While you're finishing up some daily paperwork, one of the front desk clerks calls and lets you know that the Internet repairman has arrived. You speak with the repairman and show him where the hotel's routers are kept. He repairs the problem fairly quickly. You check the invoice, ensure that Wi-Fi is working throughout the hotel and sign the bill of work. It's been a busy day, and your shift has gone by quickly.
Before you leave for the evening, you walk the night manager through your shift. You let them know that the Wi-Fi has just been repaired. You also inform her that the on-call employee will be coming in for the individual who is sick. You make final notes on the manager's clipboard about how your shift went and head home so that you'll be refreshed for your shift tomorrow.
Certifications and Licensing
While no certification is needed to work in this field, many establishments hire individuals who hold a certificate from the American Hotel and Lodging Educational Institute. These certificates demonstrate experience and training in this field.
Full-time versus part-time:
Most hospitality managers work 10 to 12-hour shifts. You may work overnight, early in the morning or in the middle of the day.
You will work in a dynamic position where you're always on the move around the hotel or motel. If you work for a large hotel chain, you may be afforded some travel opportunities.

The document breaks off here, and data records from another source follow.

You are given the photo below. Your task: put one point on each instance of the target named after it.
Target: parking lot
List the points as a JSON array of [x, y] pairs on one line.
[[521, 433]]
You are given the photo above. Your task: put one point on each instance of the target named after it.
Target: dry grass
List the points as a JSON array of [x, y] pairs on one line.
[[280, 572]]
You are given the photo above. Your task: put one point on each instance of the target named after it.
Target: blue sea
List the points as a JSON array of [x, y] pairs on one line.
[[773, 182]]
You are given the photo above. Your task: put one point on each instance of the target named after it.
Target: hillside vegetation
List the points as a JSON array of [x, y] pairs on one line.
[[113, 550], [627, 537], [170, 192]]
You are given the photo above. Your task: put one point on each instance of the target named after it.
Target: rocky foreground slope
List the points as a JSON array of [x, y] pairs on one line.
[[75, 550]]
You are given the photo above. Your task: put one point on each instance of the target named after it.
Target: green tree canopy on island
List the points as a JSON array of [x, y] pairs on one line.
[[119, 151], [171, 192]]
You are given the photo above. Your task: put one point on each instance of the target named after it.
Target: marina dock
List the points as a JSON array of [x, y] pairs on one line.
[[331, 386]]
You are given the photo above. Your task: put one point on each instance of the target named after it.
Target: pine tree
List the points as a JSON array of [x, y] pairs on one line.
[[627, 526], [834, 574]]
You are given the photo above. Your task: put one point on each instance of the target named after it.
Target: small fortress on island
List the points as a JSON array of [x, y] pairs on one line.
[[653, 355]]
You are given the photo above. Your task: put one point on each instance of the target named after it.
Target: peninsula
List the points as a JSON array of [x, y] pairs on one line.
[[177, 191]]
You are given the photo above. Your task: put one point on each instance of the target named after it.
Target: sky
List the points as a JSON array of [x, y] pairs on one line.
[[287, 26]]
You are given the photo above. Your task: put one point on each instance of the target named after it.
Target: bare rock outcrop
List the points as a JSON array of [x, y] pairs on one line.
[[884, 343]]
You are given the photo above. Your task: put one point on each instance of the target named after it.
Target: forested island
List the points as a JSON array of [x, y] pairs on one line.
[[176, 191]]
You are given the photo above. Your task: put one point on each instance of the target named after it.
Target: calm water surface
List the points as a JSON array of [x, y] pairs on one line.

- U.S. Department of Labor Occupational Outlook Handbook for Lodging Managers: This handbook provides a general overview of careers in hospitality management. Prospective hotel and motel managers will find the career outlook and salary projection information particularly helpful. Remember to browse other sites that offer a well-rounded, less statistical overview of careers in this field.
- American Hotel & Lodging Association: AHLA's website provides information about conferences and training events hosted by the association. The site also offers legislative updates and includes a comprehensive career area that is of particular interest to individuals who are just getting started in hospitality management.
- Hospitality Asset Managers Association: The HAMA's website is primarily designed for hotel and motel owners. However, useful information about high-level careers in hospitality is also posted on the site. Those individuals who are interested in ascending to managing partner positions may find this information particularly valuable.